I heartily disagree!

The resume is so much more! Following are 5 functions of the resume, beyond cinching the initial interview:

1. Equips Interview Conversations. BEFORE you ever deploy your resume to appeal to the potential interview, the process of unearthing your unique value drivers equips you to better articulate your value during interview conversations. By deepening your thought work (i.e., internally bragging about how you do what you do so well and why it mattered so much to prior employees), you can resurrect and dust off distant-memory career thoughts, enabling nimble access during the interview.

2. Focuses Your Career Message + Saves You Time. The content development process also focuses you in on your target audience – what type of role in what type of industry with what size of company with what type of culture are you seeking to work? The more you crystallize these thoughts, the more likely you can aim your search efforts in the right direction, talking with the right people leading you to the right interviewing door (even BEFORE deploying that initial resume story). This process of clarifying and directing your energy will save you time, ultimately, in the overall job search process.

3. Conveys Your Value to Interview Committee Members. While the initial interviewer may already know you from the referring party and even have a warm feeling about your value before ever seeing your resume–another person on the interviewing committee may have zero insights into your abilities and qualifications. A well communicated resume story can give them a ground-up, energizing reason to want to speak with you.

4. Supports Professional Reputation. Even if you are referred into an interview (and perhaps especially when you are recommended by a warm relationship in your network), you should have a career story that equals the value proposition for which another person has lauded you. Don’t let the resume be like a wrinkled shirt or scuffed up shoes or an outdated AOL email, taking your reputation down a notch, at the outset.

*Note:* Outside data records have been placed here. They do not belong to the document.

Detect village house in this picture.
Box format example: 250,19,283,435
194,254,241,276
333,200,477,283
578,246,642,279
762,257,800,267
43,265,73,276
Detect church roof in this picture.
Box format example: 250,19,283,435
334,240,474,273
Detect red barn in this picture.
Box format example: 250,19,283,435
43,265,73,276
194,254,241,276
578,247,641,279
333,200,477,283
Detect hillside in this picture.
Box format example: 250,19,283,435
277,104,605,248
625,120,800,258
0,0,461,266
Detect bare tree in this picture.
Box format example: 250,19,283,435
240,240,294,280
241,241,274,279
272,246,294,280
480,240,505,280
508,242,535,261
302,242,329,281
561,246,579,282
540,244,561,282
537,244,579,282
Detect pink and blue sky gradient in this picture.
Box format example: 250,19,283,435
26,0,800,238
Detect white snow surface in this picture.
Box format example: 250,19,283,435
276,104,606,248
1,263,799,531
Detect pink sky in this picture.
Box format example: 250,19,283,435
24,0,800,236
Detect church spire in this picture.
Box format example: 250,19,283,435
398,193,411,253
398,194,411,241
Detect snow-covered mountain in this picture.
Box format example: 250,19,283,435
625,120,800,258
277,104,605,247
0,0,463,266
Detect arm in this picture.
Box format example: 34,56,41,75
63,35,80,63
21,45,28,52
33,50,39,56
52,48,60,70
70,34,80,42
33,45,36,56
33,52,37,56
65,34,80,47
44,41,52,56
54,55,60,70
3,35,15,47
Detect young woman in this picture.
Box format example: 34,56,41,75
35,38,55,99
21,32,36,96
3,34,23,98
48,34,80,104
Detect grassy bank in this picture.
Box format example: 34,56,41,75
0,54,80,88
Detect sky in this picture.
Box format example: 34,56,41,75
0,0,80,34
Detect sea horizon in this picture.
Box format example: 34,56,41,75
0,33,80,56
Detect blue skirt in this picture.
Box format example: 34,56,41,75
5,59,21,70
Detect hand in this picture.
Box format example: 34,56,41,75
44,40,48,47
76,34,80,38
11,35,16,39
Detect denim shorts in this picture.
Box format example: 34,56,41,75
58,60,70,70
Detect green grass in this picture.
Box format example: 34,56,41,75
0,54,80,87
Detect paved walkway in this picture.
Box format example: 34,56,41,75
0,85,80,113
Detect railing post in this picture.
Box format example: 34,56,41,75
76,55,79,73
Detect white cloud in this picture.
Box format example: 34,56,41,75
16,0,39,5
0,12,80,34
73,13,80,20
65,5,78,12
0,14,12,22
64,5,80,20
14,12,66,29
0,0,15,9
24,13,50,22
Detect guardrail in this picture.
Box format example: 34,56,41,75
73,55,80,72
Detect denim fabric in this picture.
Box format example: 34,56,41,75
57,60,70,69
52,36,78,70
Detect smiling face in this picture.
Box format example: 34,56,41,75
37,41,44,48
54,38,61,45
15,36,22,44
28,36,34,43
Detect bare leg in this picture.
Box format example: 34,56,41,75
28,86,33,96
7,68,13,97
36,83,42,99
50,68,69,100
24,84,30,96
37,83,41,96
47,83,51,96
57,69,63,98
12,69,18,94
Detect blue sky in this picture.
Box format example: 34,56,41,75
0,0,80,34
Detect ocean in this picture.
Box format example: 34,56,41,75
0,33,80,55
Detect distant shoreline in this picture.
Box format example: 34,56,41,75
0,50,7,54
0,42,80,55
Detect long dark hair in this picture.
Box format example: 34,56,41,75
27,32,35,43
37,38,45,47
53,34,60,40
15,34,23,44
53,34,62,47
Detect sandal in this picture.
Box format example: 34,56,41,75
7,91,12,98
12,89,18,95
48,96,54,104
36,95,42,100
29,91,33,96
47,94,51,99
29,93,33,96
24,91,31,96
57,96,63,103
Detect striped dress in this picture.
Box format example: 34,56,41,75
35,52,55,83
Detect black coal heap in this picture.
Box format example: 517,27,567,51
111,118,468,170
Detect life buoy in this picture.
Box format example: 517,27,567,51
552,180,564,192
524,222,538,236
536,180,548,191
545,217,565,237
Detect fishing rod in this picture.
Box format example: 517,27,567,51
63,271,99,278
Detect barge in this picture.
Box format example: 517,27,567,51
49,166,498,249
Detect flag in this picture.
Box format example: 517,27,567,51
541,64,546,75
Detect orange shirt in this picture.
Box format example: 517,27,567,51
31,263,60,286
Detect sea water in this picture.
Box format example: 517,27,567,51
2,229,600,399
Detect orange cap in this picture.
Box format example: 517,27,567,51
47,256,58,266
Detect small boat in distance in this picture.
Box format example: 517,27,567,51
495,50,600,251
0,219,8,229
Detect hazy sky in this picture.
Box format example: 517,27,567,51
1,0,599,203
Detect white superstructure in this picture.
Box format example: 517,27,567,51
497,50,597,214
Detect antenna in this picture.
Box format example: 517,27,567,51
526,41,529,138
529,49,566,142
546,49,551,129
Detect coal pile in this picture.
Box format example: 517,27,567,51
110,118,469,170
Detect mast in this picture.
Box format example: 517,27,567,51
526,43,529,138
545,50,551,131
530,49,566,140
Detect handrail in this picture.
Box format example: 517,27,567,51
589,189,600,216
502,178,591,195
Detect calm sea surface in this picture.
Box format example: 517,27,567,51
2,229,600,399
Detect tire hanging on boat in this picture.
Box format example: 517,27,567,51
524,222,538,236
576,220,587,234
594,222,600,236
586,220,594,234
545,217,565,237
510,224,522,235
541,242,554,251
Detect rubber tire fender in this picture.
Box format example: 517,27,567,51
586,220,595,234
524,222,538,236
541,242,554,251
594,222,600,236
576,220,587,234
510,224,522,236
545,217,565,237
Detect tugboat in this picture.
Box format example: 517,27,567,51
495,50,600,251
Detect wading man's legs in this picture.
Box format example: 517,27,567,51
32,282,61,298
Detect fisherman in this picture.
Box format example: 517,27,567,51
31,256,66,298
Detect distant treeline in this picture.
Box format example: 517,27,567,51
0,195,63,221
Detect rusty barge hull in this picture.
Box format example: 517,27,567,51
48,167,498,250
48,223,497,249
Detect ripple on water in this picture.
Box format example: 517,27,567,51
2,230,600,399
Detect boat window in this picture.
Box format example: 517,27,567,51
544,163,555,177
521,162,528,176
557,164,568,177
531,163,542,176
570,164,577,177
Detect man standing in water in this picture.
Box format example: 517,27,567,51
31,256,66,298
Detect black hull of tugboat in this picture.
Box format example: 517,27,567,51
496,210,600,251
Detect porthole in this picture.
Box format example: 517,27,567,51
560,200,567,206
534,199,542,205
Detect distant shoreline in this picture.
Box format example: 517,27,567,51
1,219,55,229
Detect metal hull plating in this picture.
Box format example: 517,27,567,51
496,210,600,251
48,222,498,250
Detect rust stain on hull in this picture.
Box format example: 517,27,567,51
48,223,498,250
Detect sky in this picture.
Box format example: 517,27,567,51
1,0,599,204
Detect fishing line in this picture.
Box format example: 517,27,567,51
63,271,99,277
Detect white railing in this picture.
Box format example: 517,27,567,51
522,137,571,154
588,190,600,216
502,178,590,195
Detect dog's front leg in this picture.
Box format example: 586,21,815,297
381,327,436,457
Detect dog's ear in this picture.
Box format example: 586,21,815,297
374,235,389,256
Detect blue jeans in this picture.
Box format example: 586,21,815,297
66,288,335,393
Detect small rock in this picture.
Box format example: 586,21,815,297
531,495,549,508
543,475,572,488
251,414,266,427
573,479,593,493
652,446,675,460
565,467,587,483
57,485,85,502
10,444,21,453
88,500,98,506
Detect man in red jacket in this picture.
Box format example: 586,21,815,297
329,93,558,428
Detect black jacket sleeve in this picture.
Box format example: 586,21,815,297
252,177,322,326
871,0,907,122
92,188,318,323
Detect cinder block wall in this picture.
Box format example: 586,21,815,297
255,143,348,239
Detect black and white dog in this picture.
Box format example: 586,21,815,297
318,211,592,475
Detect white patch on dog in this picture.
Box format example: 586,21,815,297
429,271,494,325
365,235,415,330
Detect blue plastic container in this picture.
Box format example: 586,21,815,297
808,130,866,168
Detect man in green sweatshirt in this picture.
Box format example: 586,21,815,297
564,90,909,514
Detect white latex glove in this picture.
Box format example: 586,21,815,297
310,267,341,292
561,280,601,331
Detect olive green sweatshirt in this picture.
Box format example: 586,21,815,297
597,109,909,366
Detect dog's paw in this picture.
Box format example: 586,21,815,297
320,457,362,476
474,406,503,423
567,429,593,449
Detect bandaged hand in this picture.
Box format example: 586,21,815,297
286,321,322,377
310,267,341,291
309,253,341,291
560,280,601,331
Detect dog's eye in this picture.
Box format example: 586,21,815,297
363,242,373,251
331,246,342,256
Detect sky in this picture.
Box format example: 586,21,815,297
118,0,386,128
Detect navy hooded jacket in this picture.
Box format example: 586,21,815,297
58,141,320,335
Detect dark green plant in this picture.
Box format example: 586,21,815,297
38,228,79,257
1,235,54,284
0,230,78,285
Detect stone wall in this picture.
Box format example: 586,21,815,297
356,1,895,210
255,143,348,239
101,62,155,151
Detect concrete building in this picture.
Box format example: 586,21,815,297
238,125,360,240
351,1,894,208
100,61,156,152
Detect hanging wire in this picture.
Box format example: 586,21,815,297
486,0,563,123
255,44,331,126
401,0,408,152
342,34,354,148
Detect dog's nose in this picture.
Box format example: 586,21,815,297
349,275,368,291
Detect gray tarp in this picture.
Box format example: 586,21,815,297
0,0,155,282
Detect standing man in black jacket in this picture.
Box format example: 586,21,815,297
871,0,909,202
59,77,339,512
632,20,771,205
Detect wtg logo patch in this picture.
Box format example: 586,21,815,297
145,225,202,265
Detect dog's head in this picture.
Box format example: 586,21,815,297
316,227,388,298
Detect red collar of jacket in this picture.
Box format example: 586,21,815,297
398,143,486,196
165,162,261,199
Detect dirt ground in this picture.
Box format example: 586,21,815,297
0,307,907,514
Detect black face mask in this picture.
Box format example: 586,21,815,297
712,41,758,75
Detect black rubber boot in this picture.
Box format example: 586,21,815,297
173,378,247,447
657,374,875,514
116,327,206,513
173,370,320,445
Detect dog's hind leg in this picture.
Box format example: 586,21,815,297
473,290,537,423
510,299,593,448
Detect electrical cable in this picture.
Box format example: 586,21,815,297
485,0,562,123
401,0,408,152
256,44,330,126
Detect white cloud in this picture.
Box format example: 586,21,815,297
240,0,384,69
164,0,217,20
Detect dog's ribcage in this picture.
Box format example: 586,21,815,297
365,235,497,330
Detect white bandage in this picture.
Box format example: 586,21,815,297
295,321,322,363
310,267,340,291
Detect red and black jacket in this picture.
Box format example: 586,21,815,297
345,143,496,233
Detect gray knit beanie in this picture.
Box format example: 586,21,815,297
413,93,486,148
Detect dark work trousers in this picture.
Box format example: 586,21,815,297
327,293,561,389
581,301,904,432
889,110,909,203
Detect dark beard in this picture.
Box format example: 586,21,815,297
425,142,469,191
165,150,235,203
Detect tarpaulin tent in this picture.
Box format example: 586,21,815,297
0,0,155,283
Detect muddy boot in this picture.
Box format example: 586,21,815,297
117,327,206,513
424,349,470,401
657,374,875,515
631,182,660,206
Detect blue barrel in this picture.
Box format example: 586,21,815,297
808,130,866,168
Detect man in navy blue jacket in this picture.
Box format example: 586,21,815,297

5. Spurs Deeper Interview Conversations. A meaty, story-driven resume will accompany you throughout the interview process, often providing the interviewer (and YOU) story details (the who, what, where, when, why and how) to delve deeper into during the conversation. It adds a je ne se quois that sparks emotion, hope and desire related to how you solve current problems and can foresee future opportunities for revenue growth and market expansion.

Do not limit your resume’s value proposition by buying into the idea that its ONLY purpose is to get you ‘in the door.’ If done well, with elegant and emotive storytelling as well as a refined focus, it can and WILL perform at much higher levels than other job seeking contenders with which you are competing in this job search race!